As his broader conversation with Livingstone suggests, Banks and his writings have long been associated with a left-leaning vision of the world that has strong connections with socialism, from the dystopian world of The Bridge, with its strictly segregated, socially hierarchical ‘community’, to the political utopia of the sci-fi ‘Culture’ novels, in which people chose their own gender, where money is non-existent and work has been replaced by hobbies. In many ways Banks’ socialist vision has been re-invigorated and extended in his most recent, post-9/11 novels, Dead Air (2002), The Steep Approach to Garbadale (2007) and Matter (2008), which can all be read on one level (or indeed different levels) as powerful imaginative critiques of the logical extension of global capitalism that culminated in the so-called ‘War on Terror’. Meanwhile, Raw Spirit (2003), which is ostensibly a non-fictional work on travel and whisky, offers notable diatribes on the George W. Bush, Tony Blair and the invasion of Iraq.
However, for most readers it remains Banks’s earlier writing of the 1980s and early 1990s, notably The Wasp Factory (1984), Consider Phlebas (1987), The Crow Road (1992), and Complicity (1993), that captures the author’s bold imaginative vision best. The Wasp Factory and Complicity both offer uncompromising and unnerving portraits of serial killers before brutally dumping the reader’s expectations like a corpse in a canal.

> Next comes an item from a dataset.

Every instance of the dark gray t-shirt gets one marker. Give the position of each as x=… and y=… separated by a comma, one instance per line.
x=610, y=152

Similarly, The Crow Road centres on a perfect murder in an imaginary town in Argyll. All three novels unfold within a recognisably local, but by turns dark, deranged and damaged Scotland, and all three use a range of jarring cinematic devices such as flashback, to striking and sometimes disorienting effect.
Stonemouth (2012) is in many ways reminiscent of the early fiction, most notably The Crow Road. A male protagonist returns to small town Scotland after a five-year absence and is forced to confront his childhood fears and fantasies. Death is in the air. That said, it is a quieter, more controlled novel than the switchback rides of the early fiction. However, as the Guardian reviewer, Stuart Kelly notes, appearances in this novel can be ‘as deceptive as the diaphanous mists and shimmering fogs that wreathe the town.’
Moving in the other direction, Consider Phlebas, by M. Banks, was the first of the Culture novels, a tale of inter-galactic travel that takes the reader on a journey to a futuristic waste land (the title of the novel comes from T.S. Eliot’s famous high modernist poem) that is Planets of the Dead. His latest work in the series, The Hydrogen Sonata (2012) marks twenty-five years of the Culture novels. This is science fiction with a history: back to the future. Indeed, the Culture novels (all eight of them) often seem to betray the genre by looking back. While the gothic excesses and disjunctive shifts in time that characterise works like The Crow Road seem to gesture towards the conventions of science fiction, the faint whiff of nostagia that suffuses the Culture novels, seems designed to work against the grain of futuristic fantasy. Perhaps Iain (M) Banks is really one author after all.